03 JINU saja

    03 JINU saja

    ˶ᵔ ᵕ ᵔ˶ Oh Jeez.

    03 JINU saja
    c.ai

    ⋆。‧˚ʚ (non demon AU) ɞ˚‧。⋆

    Bangkok didn’t sleep, and neither did the streets. Between tuk-tuk engines growling down the lanes and glowing signs written in heatstroke neon, the city buzzed like it was wired straight into your skin. Somewhere in the crowd, you and Jinu were doing a terrible job of being inconspicuous.

    “I knew this was a bad idea,” he muttered, tugging his hood lower and adjusting his mask with the same energy as someone dodging sniper fire. “You look like a fashion editorial just walked off a billboard. And I—” he gestured vaguely at himself, “—look like a washed-out trainee trying to get ramen at 3 a.m.”

    You raised a brow. He shrugged. "Which would be fine if I wasn't Jinu from Saja Boys, apparently."

    A burst of laughter from behind made him stiffen. His eyes flicked sideways—three girls were rounding the corner, one already holding her phone up like it could smell a headline. Jinu didn’t think. He cursed under his breath, grabbed your wrist, and pulled you into a side alley without so much as a warning.

    “You’re welcome,” he mumbled, panting as the two of you ducked behind an abandoned fruit cart. “I just saved your face from being retweeted ten thousand times with a filter that makes us both look like ghosts.”

    You didn’t reply. He looked over, catching his breath, and cracked a grin.

    “Don’t say it. I know. I panicked. Very gracefully, though.”

    The alley was tight, the walls close, the air still heavy from daytime heat. He leaned back against the bricks, hands on his knees, trying to look like someone who definitely hadn’t just sprinted away from three teenage girls.

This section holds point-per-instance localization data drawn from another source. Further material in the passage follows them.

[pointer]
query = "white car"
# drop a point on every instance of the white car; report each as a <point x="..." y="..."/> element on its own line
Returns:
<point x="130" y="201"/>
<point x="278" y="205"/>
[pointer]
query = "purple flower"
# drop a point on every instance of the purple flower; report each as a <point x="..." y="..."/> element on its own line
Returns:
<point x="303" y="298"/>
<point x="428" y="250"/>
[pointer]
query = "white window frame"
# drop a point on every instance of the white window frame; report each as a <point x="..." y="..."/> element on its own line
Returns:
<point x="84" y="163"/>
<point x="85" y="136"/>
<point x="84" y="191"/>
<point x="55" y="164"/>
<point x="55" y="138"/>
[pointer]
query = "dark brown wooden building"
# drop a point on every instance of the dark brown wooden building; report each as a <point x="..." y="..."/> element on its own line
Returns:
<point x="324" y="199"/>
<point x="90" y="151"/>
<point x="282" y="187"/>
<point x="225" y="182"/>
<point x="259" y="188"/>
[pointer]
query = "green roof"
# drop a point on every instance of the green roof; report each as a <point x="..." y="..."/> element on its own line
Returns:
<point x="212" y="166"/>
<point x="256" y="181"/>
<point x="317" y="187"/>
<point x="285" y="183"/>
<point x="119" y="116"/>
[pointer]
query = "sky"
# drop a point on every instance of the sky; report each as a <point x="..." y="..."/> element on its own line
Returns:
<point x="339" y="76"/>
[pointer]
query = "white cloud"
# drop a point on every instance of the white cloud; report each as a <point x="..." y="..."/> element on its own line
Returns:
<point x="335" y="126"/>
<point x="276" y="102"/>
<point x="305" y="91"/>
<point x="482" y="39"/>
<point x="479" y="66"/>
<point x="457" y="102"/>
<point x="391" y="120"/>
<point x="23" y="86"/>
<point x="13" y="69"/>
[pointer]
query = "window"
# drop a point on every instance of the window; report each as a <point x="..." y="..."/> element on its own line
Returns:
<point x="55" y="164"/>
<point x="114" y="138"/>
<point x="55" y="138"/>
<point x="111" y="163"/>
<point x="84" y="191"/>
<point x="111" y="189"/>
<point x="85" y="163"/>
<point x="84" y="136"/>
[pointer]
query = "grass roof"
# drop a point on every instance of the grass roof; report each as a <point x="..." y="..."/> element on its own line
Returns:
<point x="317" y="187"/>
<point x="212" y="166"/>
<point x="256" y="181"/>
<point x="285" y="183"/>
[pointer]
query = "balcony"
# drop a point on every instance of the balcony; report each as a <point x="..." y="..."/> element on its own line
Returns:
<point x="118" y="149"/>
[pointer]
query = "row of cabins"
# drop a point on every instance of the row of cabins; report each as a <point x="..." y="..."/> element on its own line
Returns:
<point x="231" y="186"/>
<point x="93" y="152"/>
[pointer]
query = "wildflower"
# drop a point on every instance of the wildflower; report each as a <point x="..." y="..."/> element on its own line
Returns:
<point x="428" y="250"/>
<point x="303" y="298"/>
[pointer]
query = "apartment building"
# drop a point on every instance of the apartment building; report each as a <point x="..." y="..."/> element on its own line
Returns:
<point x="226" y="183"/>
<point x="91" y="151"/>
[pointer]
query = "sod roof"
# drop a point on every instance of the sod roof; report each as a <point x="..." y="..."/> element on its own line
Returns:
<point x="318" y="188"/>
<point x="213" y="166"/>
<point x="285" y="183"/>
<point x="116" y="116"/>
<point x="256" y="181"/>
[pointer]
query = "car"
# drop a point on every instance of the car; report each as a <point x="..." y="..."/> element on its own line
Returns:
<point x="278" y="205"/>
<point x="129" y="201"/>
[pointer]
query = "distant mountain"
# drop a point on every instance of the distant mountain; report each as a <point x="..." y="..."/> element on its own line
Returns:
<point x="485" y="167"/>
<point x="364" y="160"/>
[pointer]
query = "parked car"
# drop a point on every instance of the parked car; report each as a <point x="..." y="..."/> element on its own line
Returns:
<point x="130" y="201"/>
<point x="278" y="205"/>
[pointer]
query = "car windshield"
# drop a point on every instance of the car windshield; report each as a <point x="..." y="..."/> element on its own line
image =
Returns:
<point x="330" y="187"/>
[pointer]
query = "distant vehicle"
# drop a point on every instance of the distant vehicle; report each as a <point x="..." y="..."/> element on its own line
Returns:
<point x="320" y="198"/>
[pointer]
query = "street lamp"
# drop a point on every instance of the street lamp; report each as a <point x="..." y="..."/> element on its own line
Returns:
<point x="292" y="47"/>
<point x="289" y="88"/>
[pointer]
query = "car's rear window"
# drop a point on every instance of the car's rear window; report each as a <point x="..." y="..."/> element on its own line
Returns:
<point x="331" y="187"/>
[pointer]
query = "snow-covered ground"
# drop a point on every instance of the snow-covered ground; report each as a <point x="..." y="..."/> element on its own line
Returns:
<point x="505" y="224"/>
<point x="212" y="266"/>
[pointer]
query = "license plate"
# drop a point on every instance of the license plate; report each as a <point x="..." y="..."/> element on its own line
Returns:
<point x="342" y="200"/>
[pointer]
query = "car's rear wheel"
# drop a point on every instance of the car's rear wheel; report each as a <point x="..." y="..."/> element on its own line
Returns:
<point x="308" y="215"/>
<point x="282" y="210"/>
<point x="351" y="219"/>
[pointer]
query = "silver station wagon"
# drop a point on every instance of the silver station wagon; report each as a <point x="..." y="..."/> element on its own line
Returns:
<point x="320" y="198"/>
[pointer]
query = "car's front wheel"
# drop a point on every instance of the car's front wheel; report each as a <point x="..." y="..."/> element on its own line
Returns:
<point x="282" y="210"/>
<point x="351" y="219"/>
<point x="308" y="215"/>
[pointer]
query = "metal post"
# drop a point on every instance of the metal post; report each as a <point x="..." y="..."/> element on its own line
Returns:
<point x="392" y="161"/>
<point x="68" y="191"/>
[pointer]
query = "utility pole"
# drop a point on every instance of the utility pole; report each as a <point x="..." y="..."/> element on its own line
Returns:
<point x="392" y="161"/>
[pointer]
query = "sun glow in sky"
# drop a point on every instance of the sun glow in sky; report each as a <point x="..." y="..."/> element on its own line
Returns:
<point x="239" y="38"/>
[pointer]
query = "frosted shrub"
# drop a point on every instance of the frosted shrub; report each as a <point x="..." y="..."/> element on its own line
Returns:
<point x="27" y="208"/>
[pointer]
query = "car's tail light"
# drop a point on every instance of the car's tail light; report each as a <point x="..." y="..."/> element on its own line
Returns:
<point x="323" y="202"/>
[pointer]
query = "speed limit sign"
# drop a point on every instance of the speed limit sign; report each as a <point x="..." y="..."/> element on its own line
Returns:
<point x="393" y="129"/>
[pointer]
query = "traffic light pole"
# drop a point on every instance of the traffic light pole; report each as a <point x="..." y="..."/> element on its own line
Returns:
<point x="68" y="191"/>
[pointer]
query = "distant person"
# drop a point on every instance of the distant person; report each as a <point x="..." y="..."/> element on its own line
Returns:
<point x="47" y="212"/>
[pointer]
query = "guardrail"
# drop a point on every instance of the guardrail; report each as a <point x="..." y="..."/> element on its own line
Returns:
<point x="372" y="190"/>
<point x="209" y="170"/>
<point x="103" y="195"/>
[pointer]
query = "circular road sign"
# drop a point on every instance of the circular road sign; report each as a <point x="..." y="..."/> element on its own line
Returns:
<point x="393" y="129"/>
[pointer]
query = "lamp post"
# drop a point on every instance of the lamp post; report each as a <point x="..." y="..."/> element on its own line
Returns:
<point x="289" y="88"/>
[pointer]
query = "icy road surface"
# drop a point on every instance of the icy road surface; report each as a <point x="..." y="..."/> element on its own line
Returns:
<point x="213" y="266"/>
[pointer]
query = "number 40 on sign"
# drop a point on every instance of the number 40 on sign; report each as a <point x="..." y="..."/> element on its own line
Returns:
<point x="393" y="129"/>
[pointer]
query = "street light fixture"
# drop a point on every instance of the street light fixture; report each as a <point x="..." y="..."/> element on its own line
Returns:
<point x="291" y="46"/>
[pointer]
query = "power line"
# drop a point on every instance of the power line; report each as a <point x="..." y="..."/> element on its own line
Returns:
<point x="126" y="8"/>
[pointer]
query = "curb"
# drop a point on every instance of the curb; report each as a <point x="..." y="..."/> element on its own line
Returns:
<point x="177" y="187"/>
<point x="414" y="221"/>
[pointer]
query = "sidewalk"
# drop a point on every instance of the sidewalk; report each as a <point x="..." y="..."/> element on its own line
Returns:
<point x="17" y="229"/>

    “You really are fast,” he said. “Like—scary fast. I didn’t know models had to train like special ops.”

    A beat passed. He looked at you again, the grin fading just a little, but not the honesty in his eyes.

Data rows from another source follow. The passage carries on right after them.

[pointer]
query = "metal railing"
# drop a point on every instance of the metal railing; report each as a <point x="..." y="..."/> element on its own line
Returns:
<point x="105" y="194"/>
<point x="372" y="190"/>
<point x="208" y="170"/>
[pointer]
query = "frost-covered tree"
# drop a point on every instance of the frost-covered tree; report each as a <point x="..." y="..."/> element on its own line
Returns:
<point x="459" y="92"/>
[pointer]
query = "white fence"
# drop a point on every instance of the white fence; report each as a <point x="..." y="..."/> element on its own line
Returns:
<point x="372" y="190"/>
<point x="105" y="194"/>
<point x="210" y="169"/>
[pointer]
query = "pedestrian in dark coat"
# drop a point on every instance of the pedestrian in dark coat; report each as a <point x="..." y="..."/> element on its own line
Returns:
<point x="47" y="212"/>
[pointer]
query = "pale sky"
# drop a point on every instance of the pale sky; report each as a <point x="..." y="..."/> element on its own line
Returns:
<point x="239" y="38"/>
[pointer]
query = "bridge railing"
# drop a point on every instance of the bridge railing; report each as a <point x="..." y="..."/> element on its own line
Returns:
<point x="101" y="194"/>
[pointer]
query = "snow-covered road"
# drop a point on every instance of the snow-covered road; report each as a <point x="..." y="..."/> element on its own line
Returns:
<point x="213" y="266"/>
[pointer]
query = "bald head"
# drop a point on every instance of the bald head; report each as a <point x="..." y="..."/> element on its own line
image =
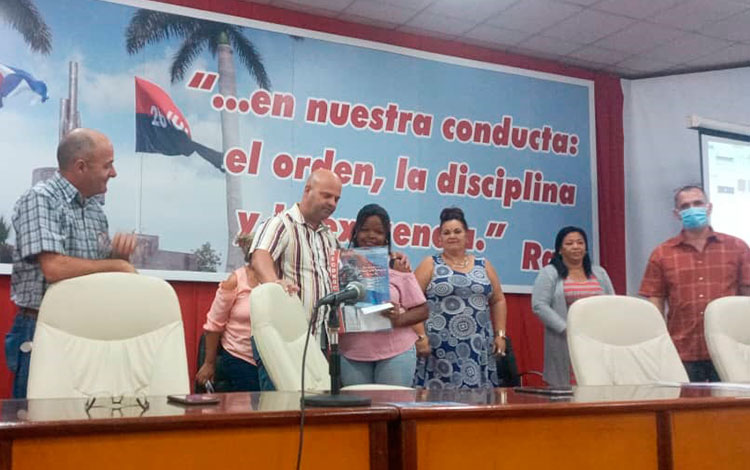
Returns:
<point x="86" y="159"/>
<point x="321" y="195"/>
<point x="79" y="144"/>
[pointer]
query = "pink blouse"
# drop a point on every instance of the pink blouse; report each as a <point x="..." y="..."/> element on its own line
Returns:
<point x="230" y="315"/>
<point x="378" y="345"/>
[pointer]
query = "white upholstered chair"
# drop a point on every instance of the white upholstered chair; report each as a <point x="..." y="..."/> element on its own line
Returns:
<point x="108" y="335"/>
<point x="727" y="327"/>
<point x="619" y="340"/>
<point x="279" y="330"/>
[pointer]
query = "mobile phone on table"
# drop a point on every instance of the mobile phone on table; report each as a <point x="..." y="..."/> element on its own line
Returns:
<point x="549" y="391"/>
<point x="194" y="399"/>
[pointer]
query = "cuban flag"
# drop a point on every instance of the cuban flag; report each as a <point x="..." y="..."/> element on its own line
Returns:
<point x="14" y="81"/>
<point x="160" y="127"/>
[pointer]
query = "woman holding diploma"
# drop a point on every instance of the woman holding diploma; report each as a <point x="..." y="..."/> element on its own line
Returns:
<point x="384" y="357"/>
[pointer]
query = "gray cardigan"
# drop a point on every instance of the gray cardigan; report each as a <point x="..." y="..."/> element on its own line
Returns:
<point x="548" y="303"/>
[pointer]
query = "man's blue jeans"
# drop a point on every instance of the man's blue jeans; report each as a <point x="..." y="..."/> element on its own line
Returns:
<point x="18" y="361"/>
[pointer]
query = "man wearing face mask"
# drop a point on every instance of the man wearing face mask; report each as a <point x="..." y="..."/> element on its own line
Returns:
<point x="689" y="271"/>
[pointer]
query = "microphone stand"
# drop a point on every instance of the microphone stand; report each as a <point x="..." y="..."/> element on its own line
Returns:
<point x="335" y="398"/>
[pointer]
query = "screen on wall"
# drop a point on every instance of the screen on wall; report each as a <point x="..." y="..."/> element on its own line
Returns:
<point x="726" y="177"/>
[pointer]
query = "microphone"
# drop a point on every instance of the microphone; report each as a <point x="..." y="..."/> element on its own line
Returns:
<point x="353" y="293"/>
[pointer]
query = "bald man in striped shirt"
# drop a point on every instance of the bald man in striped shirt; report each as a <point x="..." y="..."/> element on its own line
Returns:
<point x="294" y="247"/>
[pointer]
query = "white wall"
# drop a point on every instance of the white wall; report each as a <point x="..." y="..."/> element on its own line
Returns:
<point x="662" y="154"/>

    “Look. I know this wasn’t smart. I know we’re not supposed to be out here, and I’m definitely getting a lecture when we get back.”

    He scratched the back of his neck. His voice dropped a little, quiet but firm.

    “But if the options are: one, sit in a hotel room watching reruns of Inkigayo, or two, get chased through Bangkok with you under sketchy streetlights and the threat of exposure… I’m picking this.”

    He said it without flinching, without fluff. Just that blunt, simple truth he was known for.

    “And yeah. We almost got caught. Would’ve sucked. But whatever.”

    He looked at you fully then, expression stripped of the sarcasm, just the honest weight of someone who never said more than he meant.

    “I’d still do it again. Just to be with you. For a night like this.”